The following page is walkthrough of the installation of OpenTSDB on a CentOS virtual machine. This is a variation on the installation described in OpenTSDB's documenation found here: OpenTSDB Installation

System Requirements

OpenTSDB requires the following software:

Software Type Vendor/Name Required Version
Operating System CentOS 6+
Runtime Environment Java 1.6 or later
NoSQL tool HBase 0.92 or later
Graphing tool GNUPlot 4.2 or later

HBase Installation

This is a variation on instructions available at Quick Start - Standalone HBase
You will need sudo access to perform all the operations.

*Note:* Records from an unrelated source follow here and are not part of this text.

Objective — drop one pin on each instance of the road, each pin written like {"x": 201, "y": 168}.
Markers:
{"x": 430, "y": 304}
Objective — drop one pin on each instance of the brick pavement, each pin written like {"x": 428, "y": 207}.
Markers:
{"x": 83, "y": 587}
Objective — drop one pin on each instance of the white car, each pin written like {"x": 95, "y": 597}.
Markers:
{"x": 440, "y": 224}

Download, Configure, and Start HBase

  1. Choose a download site from this list of Apache Download Mirrors.
    1. Click on the suggested top link. This will take you to a mirror of HBase Releases.
    2. Click on the folder named stable and then download the binary file that ends in .tar.gz to your local filesystem.
      Be sure to choose the version that corresponds with the version of Hadoop you are likely to use later.
      In most cases, you should choose the file for Hadoop 2, which will be called something like hbase-0.98.3-hadoop2-bin.tar.gz.
      Do not download the file ending in src.tar.gz for now.

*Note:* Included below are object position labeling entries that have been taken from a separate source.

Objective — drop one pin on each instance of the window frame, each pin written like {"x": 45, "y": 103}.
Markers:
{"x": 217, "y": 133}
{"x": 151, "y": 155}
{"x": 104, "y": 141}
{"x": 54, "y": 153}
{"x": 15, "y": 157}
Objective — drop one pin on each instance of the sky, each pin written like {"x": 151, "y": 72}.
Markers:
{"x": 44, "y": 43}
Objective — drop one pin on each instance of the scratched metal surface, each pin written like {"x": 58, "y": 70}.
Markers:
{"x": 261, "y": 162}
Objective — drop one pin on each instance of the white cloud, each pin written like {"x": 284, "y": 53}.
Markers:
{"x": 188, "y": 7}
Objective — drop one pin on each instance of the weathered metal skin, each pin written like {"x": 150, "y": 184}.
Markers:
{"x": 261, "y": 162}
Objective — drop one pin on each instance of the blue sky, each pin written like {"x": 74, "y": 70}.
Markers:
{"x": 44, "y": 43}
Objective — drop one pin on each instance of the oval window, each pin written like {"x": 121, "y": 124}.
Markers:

  2. Extract the downloaded file, and change to the newly-created directory.

    $ sudo cp hbase-<?eval ${project.version}?>-hadoop2-bin.tar.gz /opt
    $ sudo tar xzvf hbase-<?eval ${project.version}?>-hadoop2-bin.tar.gz
    $ cd hbase-<?eval ${project.version}?>-hadoop2/

  3. For HBase 0.98.5 and later, you are required to set the JAVA_HOME environment variable before starting HBase.
    You can set the variable via your operating system's usual mechanism, but HBase provides a central mechanism, conf/hbase-env.sh.
    Edit this file, uncomment the line starting with JAVA_HOME, and set it to the appropriate location for your operating system.
    The JAVA_HOME variable should be set to a directory which contains the executable file bin/java.
    Most modern Linux operating systems provide a mechanism, such as /usr/bin/alternatives on RHEL or CentOS, for transparently switching between versions of executables such as Java.

    JAVA_HOME=/opt/java

    Note

    These instructions assume that each node of your cluster uses the same configuration. If this is not the case, you may need to set JAVA_HOME separately for each node.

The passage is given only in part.